Gov. Dayton is beginning to see the light on mining

Yesterday, Gov. Mark Dayton said that the PolyMet copper-nickel mining project in northeastern Minnesota should be allowed to proceed if it meets environmental standards and financial safeguards. “I’ve always believed environmental protection and economic growth can be complementary objectives,” Dayton said after speaking at a cybersecurity conference in Minneapolis.

Minnesota needs mining jobs

Gov. Dayton’s position is what we at the Center have been saying. Minnesota needs mining jobs. As I wrote in the Duluth News Tribune in August,

According to the Bureau of Economic Analysis, each job in mining and logging, where employment has fallen by 23.4 percent since 2000, generates an average of $447,603 annually in “gross value added.” By contrast, each job in health care and social assistance, where employment has increased by 60.8 percent in the last 16 years, generates an average of just $88,761 annually in gross value added.

As Minnesota’s labor force shrinks in years to come, continued per capita economic growth will reply on the remaining workers being more productive. Expanding employment in high productivity sectors such as mining can help towards that.

Minnesota needs a clean environment

In the Duluth News Tribune I told the story of the Silver Bay refining plant which was completed on the North Shore of Lake Superior in 1955.

Built to refine the ore coming from the Iron Range, the plant, by the late 1960s, was producing 10.7 million tons of pellets annually for shipment to steel mills in the East. By then, environmental costs were becoming apparent. The Reserve Mining Company, which ran the plant, was dumping 60,000 tons of tailings a day into Lake Superior. A large delta of tailings accumulated in the lake, and a 1970 report noted a murky “green water” stretching 18 miles.

Nobody wants to see a repeat of this catastrophe. If new, large-scale mining is to come to northern Minnesota, it must do so without damaging the environment.

Minnesota does not need snobbery

So, while some concerns about mining are perfectly valid, others are less so. The New York Times Magazine recently carried a fascinating article about mining in northern Minnesota. It quotes Becky Rom, head of the Campaign to Save the Boundary Waters, and her husband, Reid Carron. “(Local miner) Danny Forsman drives to the mine in his truck, comes home and watches TV, and he doesn’t know this world exists,” says Rom. According to Carron,

“Resentment is the primary driver of the pro-mining crowd here — they are resentful that other people have come here and been successful while they were sitting around waiting for a big mining company,” Carron told me. “They want somebody to just give them a job so they can all drink beer with their buddies and go four-wheeling and snowmobiling with their buddies, not have to think about anything except punching a clock.”
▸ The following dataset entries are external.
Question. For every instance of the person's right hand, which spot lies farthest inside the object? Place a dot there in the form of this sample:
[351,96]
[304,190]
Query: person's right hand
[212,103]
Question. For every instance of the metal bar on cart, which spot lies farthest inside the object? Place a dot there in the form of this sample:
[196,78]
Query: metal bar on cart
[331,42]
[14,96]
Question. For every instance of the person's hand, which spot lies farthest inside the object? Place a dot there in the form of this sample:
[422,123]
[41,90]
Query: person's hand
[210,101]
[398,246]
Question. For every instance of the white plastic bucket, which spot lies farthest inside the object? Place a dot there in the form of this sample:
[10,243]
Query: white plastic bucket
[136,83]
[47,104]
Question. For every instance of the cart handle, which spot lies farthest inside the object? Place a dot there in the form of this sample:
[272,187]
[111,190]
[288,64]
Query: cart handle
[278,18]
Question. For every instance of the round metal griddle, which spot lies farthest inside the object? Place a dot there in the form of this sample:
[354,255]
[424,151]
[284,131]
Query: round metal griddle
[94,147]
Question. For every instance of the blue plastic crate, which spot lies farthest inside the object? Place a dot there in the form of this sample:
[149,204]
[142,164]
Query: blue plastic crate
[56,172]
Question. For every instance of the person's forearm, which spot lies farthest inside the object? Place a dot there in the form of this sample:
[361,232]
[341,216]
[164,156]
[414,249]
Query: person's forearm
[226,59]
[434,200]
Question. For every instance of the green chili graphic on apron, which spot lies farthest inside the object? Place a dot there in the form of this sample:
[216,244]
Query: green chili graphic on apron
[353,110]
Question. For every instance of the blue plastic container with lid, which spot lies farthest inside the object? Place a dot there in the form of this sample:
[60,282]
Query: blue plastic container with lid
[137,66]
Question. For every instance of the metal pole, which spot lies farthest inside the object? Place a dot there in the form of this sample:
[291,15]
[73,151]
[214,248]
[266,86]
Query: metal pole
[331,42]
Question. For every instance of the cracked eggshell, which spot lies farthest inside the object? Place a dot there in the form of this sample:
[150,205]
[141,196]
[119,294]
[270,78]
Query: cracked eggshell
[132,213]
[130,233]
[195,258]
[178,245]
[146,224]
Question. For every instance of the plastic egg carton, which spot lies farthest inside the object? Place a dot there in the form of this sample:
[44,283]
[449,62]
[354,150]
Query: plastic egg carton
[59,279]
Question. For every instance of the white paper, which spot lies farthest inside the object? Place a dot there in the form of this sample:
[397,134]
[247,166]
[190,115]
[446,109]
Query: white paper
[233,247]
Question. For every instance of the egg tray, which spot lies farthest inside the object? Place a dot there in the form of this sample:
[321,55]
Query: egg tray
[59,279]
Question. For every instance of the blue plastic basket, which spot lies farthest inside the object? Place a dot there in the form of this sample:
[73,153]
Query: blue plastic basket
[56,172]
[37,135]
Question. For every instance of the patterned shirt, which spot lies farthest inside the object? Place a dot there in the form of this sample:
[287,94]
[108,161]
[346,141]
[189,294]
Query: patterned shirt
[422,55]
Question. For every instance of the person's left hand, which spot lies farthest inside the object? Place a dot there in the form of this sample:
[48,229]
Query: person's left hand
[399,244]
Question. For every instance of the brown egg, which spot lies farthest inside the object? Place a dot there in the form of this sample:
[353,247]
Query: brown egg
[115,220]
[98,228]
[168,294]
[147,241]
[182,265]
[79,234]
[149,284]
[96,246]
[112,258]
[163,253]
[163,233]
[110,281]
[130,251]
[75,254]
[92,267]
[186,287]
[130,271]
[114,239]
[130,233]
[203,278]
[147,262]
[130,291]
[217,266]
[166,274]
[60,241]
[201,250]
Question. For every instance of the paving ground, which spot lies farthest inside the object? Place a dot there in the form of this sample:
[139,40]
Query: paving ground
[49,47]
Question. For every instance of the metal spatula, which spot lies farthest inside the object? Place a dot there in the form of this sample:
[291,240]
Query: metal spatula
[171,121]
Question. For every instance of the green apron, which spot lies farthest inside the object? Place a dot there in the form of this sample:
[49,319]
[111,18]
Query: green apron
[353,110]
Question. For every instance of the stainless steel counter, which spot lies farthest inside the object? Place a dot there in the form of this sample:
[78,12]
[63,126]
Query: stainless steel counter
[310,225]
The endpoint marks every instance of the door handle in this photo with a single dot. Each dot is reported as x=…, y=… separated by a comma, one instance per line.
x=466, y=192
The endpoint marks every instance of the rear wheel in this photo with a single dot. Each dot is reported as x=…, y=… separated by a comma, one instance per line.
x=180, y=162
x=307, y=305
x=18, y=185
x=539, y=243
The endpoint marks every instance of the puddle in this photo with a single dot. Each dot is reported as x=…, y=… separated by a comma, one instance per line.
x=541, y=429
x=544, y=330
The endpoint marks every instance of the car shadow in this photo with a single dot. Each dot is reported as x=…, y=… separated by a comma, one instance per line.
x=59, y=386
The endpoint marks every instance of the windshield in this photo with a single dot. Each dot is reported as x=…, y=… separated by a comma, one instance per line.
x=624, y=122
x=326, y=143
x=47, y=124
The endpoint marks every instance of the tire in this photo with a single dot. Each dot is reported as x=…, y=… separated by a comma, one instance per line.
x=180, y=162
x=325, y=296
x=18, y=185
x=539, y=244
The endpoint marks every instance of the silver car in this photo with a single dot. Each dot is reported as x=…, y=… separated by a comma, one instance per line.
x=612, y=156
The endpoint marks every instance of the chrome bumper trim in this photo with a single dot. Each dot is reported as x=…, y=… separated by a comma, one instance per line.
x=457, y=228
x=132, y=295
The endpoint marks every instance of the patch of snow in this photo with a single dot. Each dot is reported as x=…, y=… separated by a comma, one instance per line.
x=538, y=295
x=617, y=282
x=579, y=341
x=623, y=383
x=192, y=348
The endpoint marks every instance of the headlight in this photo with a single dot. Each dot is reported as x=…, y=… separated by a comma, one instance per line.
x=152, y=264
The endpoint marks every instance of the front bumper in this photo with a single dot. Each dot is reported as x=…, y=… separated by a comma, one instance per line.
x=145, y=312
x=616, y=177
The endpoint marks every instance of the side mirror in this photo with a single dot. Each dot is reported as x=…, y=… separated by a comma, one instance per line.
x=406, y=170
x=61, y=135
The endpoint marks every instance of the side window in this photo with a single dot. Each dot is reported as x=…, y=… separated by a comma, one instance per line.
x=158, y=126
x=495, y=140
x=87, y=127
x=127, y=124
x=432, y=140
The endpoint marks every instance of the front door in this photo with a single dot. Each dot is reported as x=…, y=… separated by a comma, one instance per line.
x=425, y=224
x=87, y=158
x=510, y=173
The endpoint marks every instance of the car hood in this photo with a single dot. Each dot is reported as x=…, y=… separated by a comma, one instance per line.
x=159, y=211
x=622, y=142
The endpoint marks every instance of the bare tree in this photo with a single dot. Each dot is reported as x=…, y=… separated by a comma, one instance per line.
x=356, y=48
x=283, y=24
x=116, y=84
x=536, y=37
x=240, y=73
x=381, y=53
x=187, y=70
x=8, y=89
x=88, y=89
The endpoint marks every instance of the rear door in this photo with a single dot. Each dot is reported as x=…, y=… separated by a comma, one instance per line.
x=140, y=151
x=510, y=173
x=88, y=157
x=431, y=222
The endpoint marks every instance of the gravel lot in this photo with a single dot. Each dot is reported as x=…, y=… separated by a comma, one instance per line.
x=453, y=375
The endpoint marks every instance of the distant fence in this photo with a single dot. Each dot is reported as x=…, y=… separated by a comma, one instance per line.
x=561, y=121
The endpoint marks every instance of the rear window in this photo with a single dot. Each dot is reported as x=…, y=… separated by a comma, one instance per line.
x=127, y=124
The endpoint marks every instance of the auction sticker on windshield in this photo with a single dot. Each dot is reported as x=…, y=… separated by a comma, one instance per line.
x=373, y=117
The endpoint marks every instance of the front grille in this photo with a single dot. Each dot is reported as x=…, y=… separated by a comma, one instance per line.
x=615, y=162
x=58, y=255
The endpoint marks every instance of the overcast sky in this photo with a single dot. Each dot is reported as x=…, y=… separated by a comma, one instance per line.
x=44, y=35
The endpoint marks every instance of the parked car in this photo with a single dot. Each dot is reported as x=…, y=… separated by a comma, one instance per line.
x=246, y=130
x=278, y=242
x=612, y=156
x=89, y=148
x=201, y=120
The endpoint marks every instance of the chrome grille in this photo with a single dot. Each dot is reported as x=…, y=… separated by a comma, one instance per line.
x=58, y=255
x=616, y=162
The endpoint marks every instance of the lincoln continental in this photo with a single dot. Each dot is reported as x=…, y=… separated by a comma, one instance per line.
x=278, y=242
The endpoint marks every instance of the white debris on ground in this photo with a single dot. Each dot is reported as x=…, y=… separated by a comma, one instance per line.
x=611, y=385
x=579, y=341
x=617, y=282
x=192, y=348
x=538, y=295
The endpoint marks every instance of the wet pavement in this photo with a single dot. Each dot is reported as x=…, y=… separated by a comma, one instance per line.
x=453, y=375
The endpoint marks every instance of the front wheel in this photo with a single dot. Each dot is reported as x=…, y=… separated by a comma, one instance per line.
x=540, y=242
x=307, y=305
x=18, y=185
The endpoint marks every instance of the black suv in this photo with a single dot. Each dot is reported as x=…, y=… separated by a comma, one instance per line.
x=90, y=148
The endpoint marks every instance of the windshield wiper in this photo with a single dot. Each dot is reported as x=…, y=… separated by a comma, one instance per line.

‘Diversity’ is a popular word these days. One wonders if Mr. Carron would sneer at others cultures in the same way he sneers at the working class, beer drinking, four-wheeling, snowmobiling folks, who lived and worked in Northeastern Minnesota before he retired from law practice in Minneapolis.

Everybody in Northeastern Minnesota is entitled to life, liberty, and the pursuit of happiness, not just prosperous retirees like Mr. Carron. They are entitled to pursue the economic opportunities which will enable them to build similarly prosperous lives.

John Phelan is an economist at Center of the American Experiment.